With this week's news that the supposedly Einstein-disproving breakthrough may have resulted from experimental error, is it time to join forces with those critics who thought the CERN scientists touted their research too soon? 

When the experiment first attracted wild headlines in September, Nima Arkani-Hamed, a particle theorist at Princeton, complained in an email to The New York Times, "There was no need for a press release or indeed even for a scientific paper, till much more work was done. They claim that they wanted the community to scrutinize their result -- well, they could have accomplished that by going around and giving talks about it." This week, University of Chicago physics chair Edward Blucher wondered whether that stance was vindicated, telling Reuters, "maybe they should have waited a few more months." 

Others though, while still expressing skepticism at the results last year, celebrated the heap of media attention it received. Jon Butterworth wrote in The Guardian:

[W]hat should the media have done, ignored it?

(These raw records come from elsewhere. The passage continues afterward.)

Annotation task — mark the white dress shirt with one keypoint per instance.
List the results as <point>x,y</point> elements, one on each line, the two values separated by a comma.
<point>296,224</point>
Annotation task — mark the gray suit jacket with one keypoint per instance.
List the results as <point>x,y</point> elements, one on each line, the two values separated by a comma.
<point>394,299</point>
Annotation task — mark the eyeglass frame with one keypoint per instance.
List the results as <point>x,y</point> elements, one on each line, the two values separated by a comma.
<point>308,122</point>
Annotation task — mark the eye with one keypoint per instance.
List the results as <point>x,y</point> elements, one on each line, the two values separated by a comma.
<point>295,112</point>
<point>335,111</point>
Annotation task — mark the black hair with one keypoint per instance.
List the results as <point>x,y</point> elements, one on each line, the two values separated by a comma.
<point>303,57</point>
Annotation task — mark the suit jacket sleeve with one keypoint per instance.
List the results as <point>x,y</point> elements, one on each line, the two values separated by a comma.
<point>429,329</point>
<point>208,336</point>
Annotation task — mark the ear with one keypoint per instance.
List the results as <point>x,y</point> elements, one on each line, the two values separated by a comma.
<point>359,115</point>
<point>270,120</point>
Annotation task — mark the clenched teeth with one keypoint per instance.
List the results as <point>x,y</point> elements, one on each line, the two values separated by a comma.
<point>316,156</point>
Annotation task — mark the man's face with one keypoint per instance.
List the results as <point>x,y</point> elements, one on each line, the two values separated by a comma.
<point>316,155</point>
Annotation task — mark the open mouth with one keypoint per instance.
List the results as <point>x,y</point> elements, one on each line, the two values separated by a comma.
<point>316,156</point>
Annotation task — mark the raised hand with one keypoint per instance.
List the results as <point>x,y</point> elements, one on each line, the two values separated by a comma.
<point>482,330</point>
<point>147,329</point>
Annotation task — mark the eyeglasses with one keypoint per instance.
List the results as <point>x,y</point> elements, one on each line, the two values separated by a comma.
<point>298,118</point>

Gratifyingly, people are interested in physics and this is a proper story. It may have been over-exposed and in some cases over-hyped, but this is a genuine scientific debate, going on now about an intriguing result. It is not a manufactured controversy. So long as people appreciate that, maybe seeing science done in public will become the new spectator sport.

Now that the sport actually has two sides -- the other represented by heaps of media reports declaring the research probably false—Butterworth's analogy still rings true. After the journal Science broke the news that a faulty wire may have caused the neutrino to look like it moved faster than it did, CERN director general Rolf Heuer went on the defensive in a Reuters report, sounding a whole lot like Butterworth. "Last September, the OPERA researchers said clearly the reading of the speed was an experimental result that had to be cross-checked," he said. "They have continued to check and check and check ... This is how science should be done."

Also, with headlines like The Daily Beast's "Scientists Didn't Break Speed of Light," this news cycle threatens to be just as overstated as the original one. David Wark, a physics professor at Rutherford, tells Reuters, "Just as it would have been unwise to jump to the conclusion that the initial results were the result of an anomaly, it would be unwise to make any assumptions now." As professor and ubiquitous popularizer of science Michio Kaku  wrote in The Wall Street Journal last year, "Unlike religion or politics, science is ultimately decided by experiments, done repeatedly in every form." Now that the media is following through on its initial hype by continuing to publicize the follow-up experiments, and the more responsible among them are continuing to preach caution that even new reports of error might be false, it feels like news organizations are doing the right thing by airing out the scientific process. Though skeptics like Kaku who doubted the results may have been proven right with this week's revelations, their promotion of the scientific process played out in the media also feels like a vindication of the researchers' decision to go public.